Rather than letting current fast track continue through 2021, lawmakers must enact modern trade authority that emphasizes enforceable and strong worker rights, Samuel reiterated. Modern trade authority should also feature open negotiations, let lawmakers choose trade negotiating partners in advance and include workers, lawmakers and the public.

 

“Renewing the current inadequate trade negotiating authority would ensure this bad law remains in place until 2021. The shortcomings of fast track are all the more salient given the current effort to renegotiate the failed North American Free Trade Agreement as well as the recent talk of reviving the misguided and discredited Trans-Pacific Partnership,” Samuel adds.

 

The TPP is “designed to promote corporate profits at the expense of hardworking fami-lies. It would be a shame if the inadequate negotiating objectives in current law were used as an excuse to maintain trade rules that favor corporate profits over good jobs and high wages.”

 

“Finally, it is important to emphasize the existing fast track’s labor standards have proved themselves inadequate,” he noted.

 

Whether lawmakers will halt and reform fast track by the end of June is unlikely.
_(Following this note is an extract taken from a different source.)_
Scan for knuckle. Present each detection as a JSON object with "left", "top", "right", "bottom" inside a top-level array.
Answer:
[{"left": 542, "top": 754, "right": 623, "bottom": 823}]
The only trade proposal gaining traction right now is by Senate Foreign Relations Committee Chairman Bob Corker, R-Tenn., to curb presidential use of Section 232 of U.S. trade law. That lets the president unilaterally impose import tariffs or quotas for “national security” reasons.

 

Trump used Section 232 to impose 25 percent tariffs on imported steel and 10 percent on imported aluminum – moves the Steelworkers lauded.